Wohl Christopher J, Kuciauskas Darius
Department of Chemistry, Virginia Commonwealth University, 1001 West Main Street, Richmond, Virginia 23284-2006, USA.
J Phys Chem B. 2005 Dec 1;109(47):22186-91. doi: 10.1021/jp053782x.

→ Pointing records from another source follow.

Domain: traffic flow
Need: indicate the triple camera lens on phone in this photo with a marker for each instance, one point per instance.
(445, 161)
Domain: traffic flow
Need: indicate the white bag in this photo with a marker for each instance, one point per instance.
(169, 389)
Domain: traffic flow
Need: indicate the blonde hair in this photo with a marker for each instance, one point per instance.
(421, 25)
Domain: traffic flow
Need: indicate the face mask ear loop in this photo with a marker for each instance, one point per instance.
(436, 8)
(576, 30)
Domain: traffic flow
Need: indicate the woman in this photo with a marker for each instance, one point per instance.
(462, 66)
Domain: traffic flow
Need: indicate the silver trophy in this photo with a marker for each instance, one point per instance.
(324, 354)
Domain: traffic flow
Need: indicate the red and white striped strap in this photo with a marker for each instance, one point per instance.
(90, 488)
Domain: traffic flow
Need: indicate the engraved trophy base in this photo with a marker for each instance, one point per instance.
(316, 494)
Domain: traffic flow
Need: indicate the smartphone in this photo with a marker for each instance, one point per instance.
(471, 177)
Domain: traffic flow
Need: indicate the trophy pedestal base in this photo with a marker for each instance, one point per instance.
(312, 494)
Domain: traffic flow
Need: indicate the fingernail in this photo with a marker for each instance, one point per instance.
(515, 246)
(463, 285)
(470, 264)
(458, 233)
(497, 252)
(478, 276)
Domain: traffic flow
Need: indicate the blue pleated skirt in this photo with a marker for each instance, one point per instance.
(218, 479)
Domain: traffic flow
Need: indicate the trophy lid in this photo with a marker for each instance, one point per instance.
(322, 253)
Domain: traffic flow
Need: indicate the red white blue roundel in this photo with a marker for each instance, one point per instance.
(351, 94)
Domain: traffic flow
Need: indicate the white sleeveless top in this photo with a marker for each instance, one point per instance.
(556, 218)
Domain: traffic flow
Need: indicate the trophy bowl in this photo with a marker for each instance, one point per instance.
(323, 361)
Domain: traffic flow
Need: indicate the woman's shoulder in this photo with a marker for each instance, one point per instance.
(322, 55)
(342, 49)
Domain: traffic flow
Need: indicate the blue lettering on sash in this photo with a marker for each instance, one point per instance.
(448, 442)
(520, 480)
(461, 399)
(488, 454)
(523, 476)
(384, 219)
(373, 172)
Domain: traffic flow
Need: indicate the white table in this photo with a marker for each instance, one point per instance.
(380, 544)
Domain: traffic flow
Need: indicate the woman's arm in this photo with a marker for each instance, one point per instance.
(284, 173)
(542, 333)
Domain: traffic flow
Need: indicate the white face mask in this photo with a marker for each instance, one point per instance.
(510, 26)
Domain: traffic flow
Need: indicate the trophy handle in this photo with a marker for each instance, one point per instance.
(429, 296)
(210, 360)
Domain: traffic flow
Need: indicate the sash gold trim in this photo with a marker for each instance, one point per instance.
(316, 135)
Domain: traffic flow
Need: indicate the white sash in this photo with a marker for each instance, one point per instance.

Merocyanine (MC) isomers that are formed after absorption of a UV photon by 1',3'-dihydro-1',3'-3'-trimethyl-6-nitrospiro[2H-1-benzopyran-2',2'-(2H)-indole] were studied. Several, predominantly TTC and TTT, merocyanine isomers are present in toluene solution ("T" and "C" indicate trans and cis conformations of the C-C bonds in the methine bridge). Excitation in the MC visible absorption band (at 490, 550, and 630 nm) with 100 fs laser pulses was used to study MC excited-state dynamics. Internal conversion on the picosecond time scale was found to be the dominant relaxation pathway. Excited-state isomerization reactions were also observed. Excitation at 630 nm (assigned to TTC isomer excitation) leads to formation of a third isomer (either CTC or CTT). Excitation at 490 nm (assigned to TTT isomer excitation) leads to more complex excited-state relaxation, including formation of two isomers: TTC (absorption at 600 nm) and CTC or CTT (absorption at 650 nm).
研究了1',3'-二氢-1',3'-3'-三甲基-6-硝基螺[2H-1-苯并吡喃-2',2'-(2H)-吲哚]吸收紫外光子后形成的部花青(MC)异构体。在甲苯溶液中存在几种主要为TTC和TTT的部花青异构体(“T”和“C”表示次甲基桥中C-C键的反式和顺式构象)。使用100飞秒激光脉冲在MC可见吸收带(490、550和630纳米)进行激发,以研究MC的激发态动力学。发现皮秒时间尺度上的内转换是主要的弛豫途径。还观察到激发态异构化反应。在630纳米处激发(归因于TTC异构体激发)导致形成第三种异构体(CTC或CTT)。在490纳米处激发(归因于TTT异构体激发)导致更复杂的激发态弛豫,包括形成两种异构体:TTC(600纳米处吸收)和CTC或CTT(650纳米处吸收)。